II. Wie funktioniert ein Shift-Objektiv?

Tilt ist ein ganz anderes Thema. Wir benötigen tilt nicht, um stürzenden Linien zu vermeiden. Beschränken wir uns daher zunächst auf den Einsatz von shift und sprechen der Einfachheit halber auch vom Shift-Objektiv.


Bei shift geht es im Kern zunächst darum, dass ein Objektiv ein größeres Bild abliefert, als für die eigentliche Aufnahme später benötigt wird. Dann wird der Sensor solange innerhalb des vergrößerten Bildkreises verschoben - geshifted, bis das eigentliche Objekt vollständig auf dem Sensor abgebildet wird.


Damit es auf keinen Fall zu stürzenden Linien kommt, muss die Kamera während des gesamten Prozesses horizontal ausgerichtet sein. Der Normalenvektor steht auf dem Mittelpunkt der Sensorfläche und deutet auf den zentralen Fluchtpunkt kurz über dem Horizont. Wenngleich moderne Digitalkameras über ausgefeilte digitale Wasserwaagen verfügen, empfiehlt sich dennoch gerade zum Einstieg in die Fotografie mit Shift-Objektiven der Einsatz eines Stativs. Man kann dann in aller Ruhe die Kamera ausrichten und beobachten, wie sich shift auswirkt.

Im Bild unten erkennt man, was bei shift nun tatsächlich geschieht. Das Gebäude befindet sich im großzügig dimensionierten Bildkreis des horizontal ausgerichteten Objektivs. Man muss nun lediglich noch den Sensor im Bildkreis nach oben bewegen (rechtes Bild) und schon erhält man eine Abbildung des gesamten Gebäudes ohne stürzende Linien.

Was wird tatsächlich verschoben? Ist es z.B. die Optik nach oben oder doch der Sensor nach unten? Ist das nicht das Gleiche? In Bezug auf was wird hier eigentlich geshifted? Davon handelt der folgende Abschnitt.

Ausgehend vom Grundzustand (1) muss erreicht werden, dass das Abbild des Bildgegenstandes vollständig von Bildebene (dem Sensor) erfasst wird. Naheliegend ist nun, dass man den Sensor dazu nach unten schiebt (2).

Dazu müsste die gesamte Anordnung an der abbildenden Optik fixiert werden. Einige Hersteller (Laowa, Rogetti) bieten dazu z.B. entsprechende Adapter an, mit denen man das Objektiv an den Stativkopf anschließen kann. Die Stativschelle von FUJIFILMs GF 30mm T/S umfasst das Objektiv nicht am Bajonett, sondern weiter vorne vor dem tilt/shift-Mechanismus. Auch hier kann man den Bildsensor nach unten schieben. Trotzdem spricht man auch in diesem Fall von shift up.
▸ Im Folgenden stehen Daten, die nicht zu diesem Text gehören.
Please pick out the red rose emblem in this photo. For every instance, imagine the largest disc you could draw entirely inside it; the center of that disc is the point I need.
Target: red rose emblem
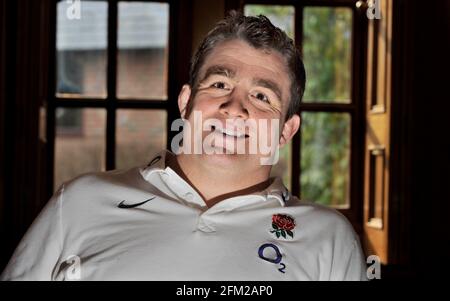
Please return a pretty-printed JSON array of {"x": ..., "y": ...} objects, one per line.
[{"x": 282, "y": 224}]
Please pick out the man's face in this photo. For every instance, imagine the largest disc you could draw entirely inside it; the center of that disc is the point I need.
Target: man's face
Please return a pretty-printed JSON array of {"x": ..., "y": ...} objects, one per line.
[{"x": 238, "y": 85}]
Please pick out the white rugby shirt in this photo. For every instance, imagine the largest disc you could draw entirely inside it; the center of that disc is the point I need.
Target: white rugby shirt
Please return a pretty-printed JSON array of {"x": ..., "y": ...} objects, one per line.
[{"x": 149, "y": 224}]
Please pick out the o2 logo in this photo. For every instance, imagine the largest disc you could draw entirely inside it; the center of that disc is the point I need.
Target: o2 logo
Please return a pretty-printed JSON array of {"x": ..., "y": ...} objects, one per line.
[{"x": 275, "y": 257}]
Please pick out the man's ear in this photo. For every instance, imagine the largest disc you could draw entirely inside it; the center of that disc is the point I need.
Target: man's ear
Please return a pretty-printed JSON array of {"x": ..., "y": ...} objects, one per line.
[
  {"x": 183, "y": 99},
  {"x": 290, "y": 127}
]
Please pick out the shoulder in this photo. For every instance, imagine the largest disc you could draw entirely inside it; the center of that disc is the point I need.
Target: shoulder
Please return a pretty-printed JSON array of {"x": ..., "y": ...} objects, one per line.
[
  {"x": 321, "y": 220},
  {"x": 98, "y": 191}
]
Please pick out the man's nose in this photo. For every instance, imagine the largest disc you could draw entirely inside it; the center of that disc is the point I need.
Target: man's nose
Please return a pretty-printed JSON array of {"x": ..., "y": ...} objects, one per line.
[{"x": 234, "y": 106}]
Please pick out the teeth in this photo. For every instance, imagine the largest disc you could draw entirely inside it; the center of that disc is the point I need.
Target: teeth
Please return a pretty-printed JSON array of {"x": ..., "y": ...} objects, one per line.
[{"x": 231, "y": 133}]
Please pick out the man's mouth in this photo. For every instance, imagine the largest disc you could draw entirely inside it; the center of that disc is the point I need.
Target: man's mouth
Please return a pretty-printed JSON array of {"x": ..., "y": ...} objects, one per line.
[{"x": 228, "y": 132}]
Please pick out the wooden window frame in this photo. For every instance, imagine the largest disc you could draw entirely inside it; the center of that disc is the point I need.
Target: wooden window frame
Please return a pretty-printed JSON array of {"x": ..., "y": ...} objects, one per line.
[{"x": 179, "y": 49}]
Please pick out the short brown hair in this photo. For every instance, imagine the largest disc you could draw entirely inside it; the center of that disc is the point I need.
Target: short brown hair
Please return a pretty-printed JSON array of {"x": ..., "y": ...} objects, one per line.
[{"x": 260, "y": 33}]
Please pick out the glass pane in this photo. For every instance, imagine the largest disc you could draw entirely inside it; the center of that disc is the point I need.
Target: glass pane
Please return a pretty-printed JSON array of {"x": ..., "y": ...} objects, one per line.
[
  {"x": 79, "y": 143},
  {"x": 140, "y": 134},
  {"x": 327, "y": 41},
  {"x": 283, "y": 168},
  {"x": 81, "y": 49},
  {"x": 143, "y": 50},
  {"x": 325, "y": 158},
  {"x": 282, "y": 16}
]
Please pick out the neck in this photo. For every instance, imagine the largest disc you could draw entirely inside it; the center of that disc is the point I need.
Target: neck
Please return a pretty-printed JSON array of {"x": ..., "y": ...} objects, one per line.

Der Grund dafür ist einfach. Normalerweise wird das Kameragehäuse  am Stativ befestigt und nun das Objektiv relativ zum Kameragehäuse "up geshiftet" (3). Das Ergbnis ist jedoch gleichwertig. Wieder wird die gesamte Ansicht des Gebäudes vom Sensor erfasst.


I.a.R. beschreibt man bei shift die Verschiebung der Optik gegenüber dem Kameragehäuse bzw. dem Sensor: shift up, shift down, shift right, shift left. Diagonal shift ist natürlich ebenso möglich, und in manchen Situationen sogar erforderlich.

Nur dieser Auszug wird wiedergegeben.